Of course the term "organized medicine" is a general and uncertain term but I haven't heard and would be interested in what organized medicine thinks of the results released from Kuwait so far.
Personally, I'm far from an expert but it seems to me to be the equivalent of what we usually consider an initial safety study, which is fine, but really is more geared to determine blatant unsafe situations on a small number and isn't designed to test efficacy and data may only hint at possible efficacy
They had only clinical assessment, without, a proper neurological assessment i.e. Document of severity of MS symptoms before and after the procedure with EDSS-FSS- and MSIS.

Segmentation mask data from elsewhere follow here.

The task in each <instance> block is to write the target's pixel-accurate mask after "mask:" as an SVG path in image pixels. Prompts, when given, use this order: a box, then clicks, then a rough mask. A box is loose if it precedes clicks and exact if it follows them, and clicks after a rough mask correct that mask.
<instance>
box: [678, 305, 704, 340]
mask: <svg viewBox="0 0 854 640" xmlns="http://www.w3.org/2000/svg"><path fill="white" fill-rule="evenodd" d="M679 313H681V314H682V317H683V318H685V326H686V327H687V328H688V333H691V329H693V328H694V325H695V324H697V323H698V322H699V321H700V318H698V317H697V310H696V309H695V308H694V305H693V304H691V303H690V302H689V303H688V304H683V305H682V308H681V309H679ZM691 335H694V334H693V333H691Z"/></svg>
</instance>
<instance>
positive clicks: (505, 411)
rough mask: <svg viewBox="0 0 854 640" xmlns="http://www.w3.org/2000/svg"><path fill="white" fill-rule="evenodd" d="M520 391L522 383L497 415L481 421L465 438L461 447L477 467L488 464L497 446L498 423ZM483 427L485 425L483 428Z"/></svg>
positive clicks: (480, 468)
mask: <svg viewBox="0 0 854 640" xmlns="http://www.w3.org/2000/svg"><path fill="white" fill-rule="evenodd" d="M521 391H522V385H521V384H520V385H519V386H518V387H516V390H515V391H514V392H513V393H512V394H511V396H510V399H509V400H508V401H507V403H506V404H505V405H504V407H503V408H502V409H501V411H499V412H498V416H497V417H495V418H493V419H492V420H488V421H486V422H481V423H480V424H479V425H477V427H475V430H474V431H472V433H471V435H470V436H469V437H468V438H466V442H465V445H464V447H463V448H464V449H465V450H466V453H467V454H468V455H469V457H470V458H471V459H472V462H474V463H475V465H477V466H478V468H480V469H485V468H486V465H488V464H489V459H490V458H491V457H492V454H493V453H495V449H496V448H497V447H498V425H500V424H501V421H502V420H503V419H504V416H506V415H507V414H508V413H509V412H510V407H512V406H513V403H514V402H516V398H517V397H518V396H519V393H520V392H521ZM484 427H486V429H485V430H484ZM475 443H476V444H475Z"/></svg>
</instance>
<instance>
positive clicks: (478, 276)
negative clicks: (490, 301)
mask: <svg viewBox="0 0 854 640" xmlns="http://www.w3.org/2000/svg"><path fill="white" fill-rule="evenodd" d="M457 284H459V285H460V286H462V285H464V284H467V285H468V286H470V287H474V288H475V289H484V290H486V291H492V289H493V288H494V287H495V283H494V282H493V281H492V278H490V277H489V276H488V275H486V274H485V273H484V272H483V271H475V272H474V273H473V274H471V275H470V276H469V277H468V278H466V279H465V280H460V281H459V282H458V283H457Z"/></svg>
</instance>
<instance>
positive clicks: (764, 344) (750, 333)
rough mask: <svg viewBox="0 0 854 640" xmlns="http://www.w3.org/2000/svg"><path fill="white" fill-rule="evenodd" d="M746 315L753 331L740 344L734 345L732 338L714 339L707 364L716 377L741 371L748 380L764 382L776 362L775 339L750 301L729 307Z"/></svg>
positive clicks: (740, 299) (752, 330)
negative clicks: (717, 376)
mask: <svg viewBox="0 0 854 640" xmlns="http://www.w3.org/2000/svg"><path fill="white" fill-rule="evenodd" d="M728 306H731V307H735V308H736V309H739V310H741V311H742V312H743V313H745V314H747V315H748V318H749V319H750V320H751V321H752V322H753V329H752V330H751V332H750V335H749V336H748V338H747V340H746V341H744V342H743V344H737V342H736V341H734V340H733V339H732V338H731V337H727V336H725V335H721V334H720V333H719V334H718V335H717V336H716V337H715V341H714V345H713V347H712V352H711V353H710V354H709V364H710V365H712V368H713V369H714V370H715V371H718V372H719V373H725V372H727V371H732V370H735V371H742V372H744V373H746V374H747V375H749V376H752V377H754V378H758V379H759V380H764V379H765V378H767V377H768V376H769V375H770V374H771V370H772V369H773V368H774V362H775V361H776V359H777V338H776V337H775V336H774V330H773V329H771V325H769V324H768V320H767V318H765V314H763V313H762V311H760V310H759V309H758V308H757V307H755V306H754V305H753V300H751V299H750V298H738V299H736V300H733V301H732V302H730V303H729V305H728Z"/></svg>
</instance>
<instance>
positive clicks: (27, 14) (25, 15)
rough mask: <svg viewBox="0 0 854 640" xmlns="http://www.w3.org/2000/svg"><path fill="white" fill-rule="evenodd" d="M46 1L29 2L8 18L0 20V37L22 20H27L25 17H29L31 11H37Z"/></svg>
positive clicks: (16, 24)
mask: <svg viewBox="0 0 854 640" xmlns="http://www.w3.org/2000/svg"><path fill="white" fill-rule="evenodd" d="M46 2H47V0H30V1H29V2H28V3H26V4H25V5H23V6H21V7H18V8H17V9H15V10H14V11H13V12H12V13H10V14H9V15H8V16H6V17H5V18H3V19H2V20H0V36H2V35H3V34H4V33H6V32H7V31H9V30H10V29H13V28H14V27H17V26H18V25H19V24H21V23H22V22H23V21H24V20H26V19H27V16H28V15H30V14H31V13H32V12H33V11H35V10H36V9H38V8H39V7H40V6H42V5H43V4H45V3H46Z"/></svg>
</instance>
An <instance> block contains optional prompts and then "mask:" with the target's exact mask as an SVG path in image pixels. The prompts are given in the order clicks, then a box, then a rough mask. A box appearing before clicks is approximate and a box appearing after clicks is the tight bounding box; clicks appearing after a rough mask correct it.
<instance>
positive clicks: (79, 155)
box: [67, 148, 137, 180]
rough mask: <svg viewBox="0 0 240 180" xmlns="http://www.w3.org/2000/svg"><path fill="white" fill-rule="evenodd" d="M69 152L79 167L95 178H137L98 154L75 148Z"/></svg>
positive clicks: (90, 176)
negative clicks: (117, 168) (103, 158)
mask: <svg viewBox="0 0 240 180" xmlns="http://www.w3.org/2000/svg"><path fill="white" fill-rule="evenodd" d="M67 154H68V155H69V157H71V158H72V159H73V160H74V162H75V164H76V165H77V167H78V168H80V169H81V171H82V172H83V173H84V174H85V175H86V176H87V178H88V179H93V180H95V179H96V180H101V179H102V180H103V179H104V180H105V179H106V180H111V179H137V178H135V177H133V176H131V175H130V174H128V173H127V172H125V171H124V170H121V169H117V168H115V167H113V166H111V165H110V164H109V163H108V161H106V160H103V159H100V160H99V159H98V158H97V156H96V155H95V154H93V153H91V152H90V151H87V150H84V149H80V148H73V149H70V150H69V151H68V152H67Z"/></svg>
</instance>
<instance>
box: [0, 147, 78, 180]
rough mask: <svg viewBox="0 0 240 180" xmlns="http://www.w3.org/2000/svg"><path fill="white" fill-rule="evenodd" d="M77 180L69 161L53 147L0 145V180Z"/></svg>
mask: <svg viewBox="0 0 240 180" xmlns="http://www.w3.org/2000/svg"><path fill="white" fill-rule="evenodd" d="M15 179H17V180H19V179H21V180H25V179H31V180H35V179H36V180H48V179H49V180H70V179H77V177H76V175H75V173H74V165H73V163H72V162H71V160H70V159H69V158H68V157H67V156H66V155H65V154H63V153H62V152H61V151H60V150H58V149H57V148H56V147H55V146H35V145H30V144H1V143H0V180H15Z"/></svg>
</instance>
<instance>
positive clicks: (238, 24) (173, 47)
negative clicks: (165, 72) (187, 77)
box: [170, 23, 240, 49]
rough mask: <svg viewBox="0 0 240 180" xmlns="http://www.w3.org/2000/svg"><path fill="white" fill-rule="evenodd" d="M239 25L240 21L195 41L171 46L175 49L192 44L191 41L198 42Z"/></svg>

I've looked and looked and can't find where their information states specific procedures used on controls. If venous catheter hadn't been used on the controls this info is just the same hash on a different plate in addition to sharing the other shortcomings of an initial, small study designed, at best, to hopefully
show a tendency towards efficacy.
Others can and will do what they want but, for me, a suitable American comparison is that a friend of mine did a small (5 MS patients, no controls) safety study using swine whipworm ova against MS. Before even starting he told me that if it didn't prove safe or didn't tend to show efficacy he wasn't going to waste the time or money on a phase II.
Point being that in this case of whom I know to be a responsible researcher, initial results tending to show a possible trend towards efficacy and isn't really the kind of information you would broadcast from rooftops.
If the point is nothing more than the Kuwaiti information supports the need for further efficacy studies, I'll agree with that. Reason for high fives, probably not.